Opinión | EL RUIDO Y LA FURIA
Medardo
Me siento a escribir en la mañana del 9 de marzo. No sé por qué, pero de repente me acuerdo de que hoy hace diez años que se murió Medardo Fraile (le faltaban cuatro días para cumplir ochenta y ocho años) y a la actualidad se la lleva el poniente fuerte que anda desordenando el mar. Quizás sea yo el único (familiares aparte), que se acuerde de esto. En España solemos esperar a los números redondos para conmemorar lo que merece siempre ser conmemorado. Y también es probable que a Medardo nadie le prepare un recuerdo en su centenario. Y sin embargo…
Debía ser 2004 o así. ‘Páginas de espuma’ acababa de publicar sus cuentos completos y yo acababa de comprarlos cuando me invitaron a participar en un congreso sobre cuento corto que se celebraba en Granada. La estrella invitada era Medardo Fraile.
El congreso diversificó las actividades. Las lecturas en la sede ‘oficial’ se reservaron para los consagrados y al resto, a quienes formábamos parte de la tropa de relleno, nos dividieron en bares, pequeñas salas, plazuelas… A mí me tocó en un bar en el que la mitad de la gente había venido a escucharnos y la otra mitad a jugar al dominó.
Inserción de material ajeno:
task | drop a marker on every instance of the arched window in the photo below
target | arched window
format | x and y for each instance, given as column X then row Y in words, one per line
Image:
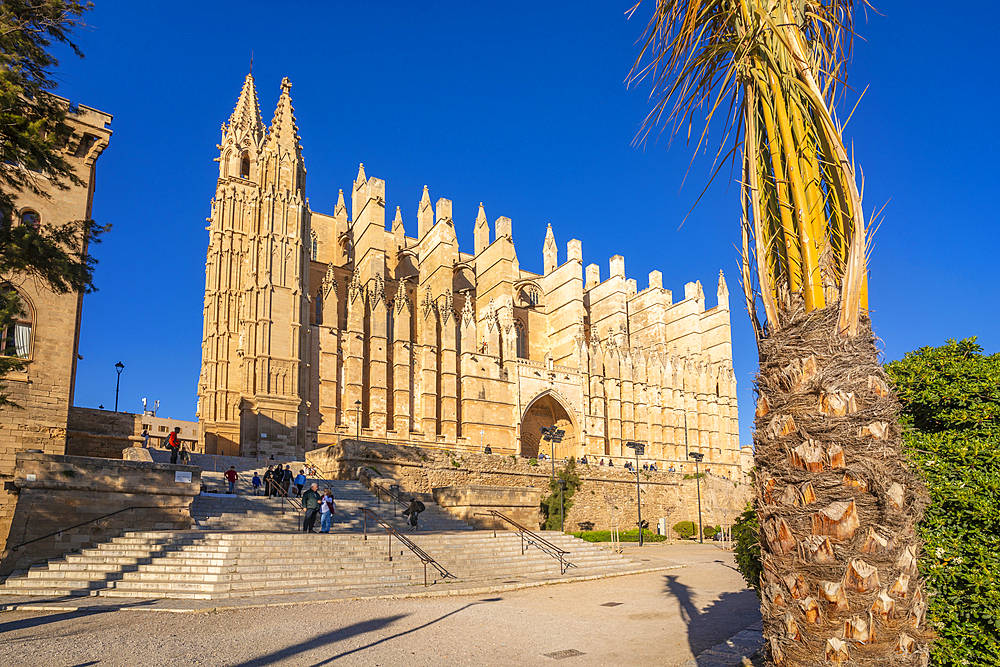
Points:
column 520, row 339
column 15, row 339
column 30, row 218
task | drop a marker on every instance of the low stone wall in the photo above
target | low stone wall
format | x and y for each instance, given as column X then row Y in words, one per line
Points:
column 100, row 433
column 471, row 503
column 607, row 495
column 57, row 492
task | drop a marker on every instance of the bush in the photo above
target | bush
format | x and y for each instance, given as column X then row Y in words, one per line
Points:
column 951, row 419
column 626, row 536
column 685, row 529
column 550, row 504
column 746, row 547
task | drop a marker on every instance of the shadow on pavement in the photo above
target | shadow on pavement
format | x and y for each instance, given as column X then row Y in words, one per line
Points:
column 347, row 632
column 319, row 641
column 46, row 618
column 729, row 614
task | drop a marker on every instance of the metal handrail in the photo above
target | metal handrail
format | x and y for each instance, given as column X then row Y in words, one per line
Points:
column 420, row 553
column 284, row 496
column 395, row 498
column 529, row 537
column 80, row 525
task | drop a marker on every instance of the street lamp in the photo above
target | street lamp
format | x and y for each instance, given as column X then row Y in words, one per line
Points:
column 118, row 367
column 562, row 508
column 553, row 435
column 698, row 456
column 638, row 448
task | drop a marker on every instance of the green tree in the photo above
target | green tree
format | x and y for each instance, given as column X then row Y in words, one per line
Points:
column 951, row 411
column 550, row 504
column 35, row 130
column 835, row 498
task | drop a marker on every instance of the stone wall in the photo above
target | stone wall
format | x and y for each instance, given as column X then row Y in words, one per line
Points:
column 44, row 389
column 605, row 495
column 57, row 492
column 471, row 503
column 100, row 433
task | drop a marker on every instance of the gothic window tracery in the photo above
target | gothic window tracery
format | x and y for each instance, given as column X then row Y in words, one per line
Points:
column 15, row 339
column 520, row 339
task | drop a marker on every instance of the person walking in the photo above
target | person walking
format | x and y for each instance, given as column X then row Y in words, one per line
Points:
column 300, row 483
column 174, row 444
column 415, row 507
column 310, row 503
column 231, row 477
column 327, row 508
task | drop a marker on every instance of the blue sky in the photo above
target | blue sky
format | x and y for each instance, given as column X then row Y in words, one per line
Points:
column 521, row 106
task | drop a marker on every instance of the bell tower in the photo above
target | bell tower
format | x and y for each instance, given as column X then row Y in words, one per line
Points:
column 251, row 390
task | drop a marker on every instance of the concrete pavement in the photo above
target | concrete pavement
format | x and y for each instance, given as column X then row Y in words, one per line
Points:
column 662, row 617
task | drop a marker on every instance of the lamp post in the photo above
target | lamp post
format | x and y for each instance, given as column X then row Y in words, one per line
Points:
column 357, row 405
column 118, row 367
column 698, row 456
column 638, row 448
column 562, row 508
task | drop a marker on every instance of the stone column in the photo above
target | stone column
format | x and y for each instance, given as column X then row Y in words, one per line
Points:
column 402, row 364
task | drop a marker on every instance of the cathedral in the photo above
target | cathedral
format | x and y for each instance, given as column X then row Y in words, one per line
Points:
column 320, row 327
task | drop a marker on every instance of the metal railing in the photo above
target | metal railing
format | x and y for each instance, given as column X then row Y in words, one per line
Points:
column 531, row 538
column 408, row 543
column 85, row 523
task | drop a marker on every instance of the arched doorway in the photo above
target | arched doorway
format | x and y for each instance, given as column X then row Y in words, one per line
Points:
column 546, row 410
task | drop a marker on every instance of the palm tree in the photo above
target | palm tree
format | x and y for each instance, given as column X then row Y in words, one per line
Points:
column 836, row 502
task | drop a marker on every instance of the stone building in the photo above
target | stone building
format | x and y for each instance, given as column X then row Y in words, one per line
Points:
column 48, row 332
column 321, row 326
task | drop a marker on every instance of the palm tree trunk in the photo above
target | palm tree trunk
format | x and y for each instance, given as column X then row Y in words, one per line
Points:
column 837, row 504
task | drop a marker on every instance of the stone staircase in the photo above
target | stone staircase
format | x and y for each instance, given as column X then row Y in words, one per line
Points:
column 245, row 545
column 214, row 565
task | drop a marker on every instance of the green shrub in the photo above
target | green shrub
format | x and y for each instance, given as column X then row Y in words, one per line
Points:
column 746, row 547
column 685, row 529
column 626, row 536
column 550, row 504
column 951, row 419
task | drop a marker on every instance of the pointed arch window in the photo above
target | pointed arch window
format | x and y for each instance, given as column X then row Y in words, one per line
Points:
column 31, row 218
column 520, row 339
column 15, row 338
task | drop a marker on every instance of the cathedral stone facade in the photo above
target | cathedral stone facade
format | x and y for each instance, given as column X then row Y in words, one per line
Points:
column 320, row 327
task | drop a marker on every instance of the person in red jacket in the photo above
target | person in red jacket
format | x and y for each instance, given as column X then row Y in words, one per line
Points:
column 174, row 444
column 231, row 476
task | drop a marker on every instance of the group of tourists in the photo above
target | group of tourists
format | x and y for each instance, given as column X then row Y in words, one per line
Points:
column 315, row 505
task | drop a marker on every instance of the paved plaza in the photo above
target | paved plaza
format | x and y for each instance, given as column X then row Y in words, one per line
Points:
column 664, row 617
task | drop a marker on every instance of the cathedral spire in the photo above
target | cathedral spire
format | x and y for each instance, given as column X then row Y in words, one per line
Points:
column 284, row 132
column 245, row 122
column 341, row 206
column 481, row 232
column 425, row 214
column 550, row 252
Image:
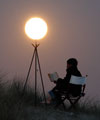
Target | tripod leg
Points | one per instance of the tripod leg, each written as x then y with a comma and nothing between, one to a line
41,77
36,77
29,70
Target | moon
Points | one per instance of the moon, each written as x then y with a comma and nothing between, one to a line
36,28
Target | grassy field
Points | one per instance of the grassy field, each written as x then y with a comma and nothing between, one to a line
14,105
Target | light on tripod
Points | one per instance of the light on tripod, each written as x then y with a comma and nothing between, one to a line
36,28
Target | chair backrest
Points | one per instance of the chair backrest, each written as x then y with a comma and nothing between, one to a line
77,80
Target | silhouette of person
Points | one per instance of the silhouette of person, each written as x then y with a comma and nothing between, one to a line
63,84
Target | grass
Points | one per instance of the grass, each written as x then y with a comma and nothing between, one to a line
14,105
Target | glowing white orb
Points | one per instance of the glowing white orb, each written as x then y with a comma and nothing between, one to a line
36,28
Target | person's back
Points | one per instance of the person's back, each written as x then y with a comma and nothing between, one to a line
73,70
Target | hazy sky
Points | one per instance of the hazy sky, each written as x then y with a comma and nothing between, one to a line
73,31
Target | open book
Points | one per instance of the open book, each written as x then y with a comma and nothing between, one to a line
53,76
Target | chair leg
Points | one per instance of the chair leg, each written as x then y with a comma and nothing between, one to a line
73,103
61,101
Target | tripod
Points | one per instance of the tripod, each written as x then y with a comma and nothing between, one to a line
37,62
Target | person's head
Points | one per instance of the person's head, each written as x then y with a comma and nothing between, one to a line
72,62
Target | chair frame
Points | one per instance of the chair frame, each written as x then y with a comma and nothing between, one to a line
73,100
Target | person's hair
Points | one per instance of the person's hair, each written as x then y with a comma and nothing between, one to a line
72,61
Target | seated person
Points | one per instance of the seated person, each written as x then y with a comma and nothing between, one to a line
63,84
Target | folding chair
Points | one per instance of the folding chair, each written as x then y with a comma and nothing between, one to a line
64,95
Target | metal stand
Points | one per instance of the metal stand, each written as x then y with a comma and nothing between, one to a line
37,62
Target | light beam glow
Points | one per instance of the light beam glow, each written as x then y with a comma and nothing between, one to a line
36,28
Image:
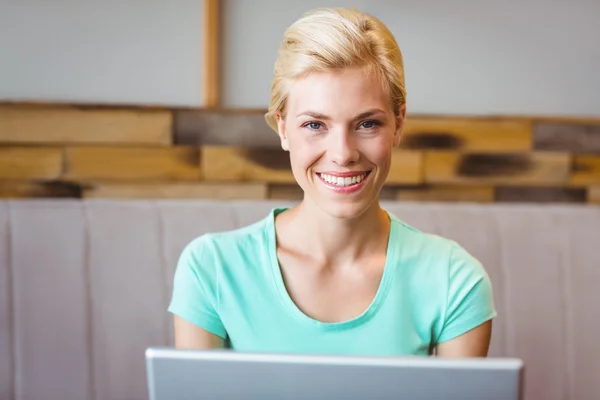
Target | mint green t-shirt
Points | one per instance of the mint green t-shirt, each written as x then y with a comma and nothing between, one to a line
230,284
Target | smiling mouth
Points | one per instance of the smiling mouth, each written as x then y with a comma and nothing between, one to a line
347,181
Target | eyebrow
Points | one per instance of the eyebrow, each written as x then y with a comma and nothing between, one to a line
318,115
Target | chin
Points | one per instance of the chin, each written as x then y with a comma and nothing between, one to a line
344,209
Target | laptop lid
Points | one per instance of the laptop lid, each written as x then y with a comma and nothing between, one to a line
226,374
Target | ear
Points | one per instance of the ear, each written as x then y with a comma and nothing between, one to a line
399,124
282,132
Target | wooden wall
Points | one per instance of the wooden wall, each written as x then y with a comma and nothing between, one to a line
214,146
85,152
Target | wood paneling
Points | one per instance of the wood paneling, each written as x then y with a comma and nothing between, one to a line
540,194
594,194
239,164
535,169
177,190
30,163
241,129
585,170
485,135
484,194
62,125
567,136
16,189
111,163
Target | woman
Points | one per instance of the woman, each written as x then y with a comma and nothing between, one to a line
336,274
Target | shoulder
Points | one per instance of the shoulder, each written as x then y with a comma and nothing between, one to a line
439,265
446,280
227,243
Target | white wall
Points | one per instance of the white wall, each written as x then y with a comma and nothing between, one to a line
461,56
472,57
109,51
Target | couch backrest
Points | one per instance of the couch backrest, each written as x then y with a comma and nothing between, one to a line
84,287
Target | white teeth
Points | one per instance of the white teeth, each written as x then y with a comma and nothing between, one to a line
339,181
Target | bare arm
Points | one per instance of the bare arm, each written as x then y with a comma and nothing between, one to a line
474,343
190,336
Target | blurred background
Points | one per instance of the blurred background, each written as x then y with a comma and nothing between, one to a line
129,127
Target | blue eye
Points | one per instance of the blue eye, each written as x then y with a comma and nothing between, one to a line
370,124
315,126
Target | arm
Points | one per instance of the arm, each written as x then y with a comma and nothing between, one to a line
465,329
474,343
190,336
194,303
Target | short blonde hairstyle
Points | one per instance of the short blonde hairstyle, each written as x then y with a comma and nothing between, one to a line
330,39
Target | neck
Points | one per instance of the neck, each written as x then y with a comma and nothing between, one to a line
338,241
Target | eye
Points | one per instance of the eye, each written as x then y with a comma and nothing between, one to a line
314,126
370,124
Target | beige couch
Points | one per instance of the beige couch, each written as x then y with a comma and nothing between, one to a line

Fue difícil leer allí, con el bullicio del seis doble y las comandas cantadas por los camareros, pero más difícil se hizo todavía cuando descubrí entre el público a Medardo Fraile escuchándome con mucha atención.
Cuando terminé de leer mis pobres cuentos, uno de los organizadores del congreso nos presentó. Emprendimos la marcha hacia donde iba a tener lugar la lectura del maestro. Yo iba entusiasmado, en silencio, oyéndolo hablar con aquella calma que tenía para decir las cosas. Medardo hablaba igual que atardece en junio.
Al llegar al lugar de la lectura le preguntó a su mujer si tenía ella el libro. «Naturalmente que no», respondió. Momentos de desconcierto. «¿Y qué hacemos ahora, cómo leo?», se preguntó a sí mismo, desolado. Yo saqué de la mochila mi libro recién comprado y se lo tendí. La mirada de sorpresa y gratitud, la sonrisa socarrona, me hizo sentir, por un momento, que ese gigante del cuento corto en español y yo íbamos a tener algo en común. Cuando terminó la lectura me devolvió el libro con una dedicatoria en la que me llama cuentista y amigo, dos cosas que me hubiese gustado ser.
No volví a verlo. Tras su muerte se publicó una nueva edición de la obra, a la que se añadieron los tres o cuatro cuentos que escribió o publicó en los años siguientes a aquella primera edición que yo compré, la incompleta, pero que tiene su firma, su gratitud, su complicidad, y una bonita historia para recordar y contar a los amigos en la sobremesa.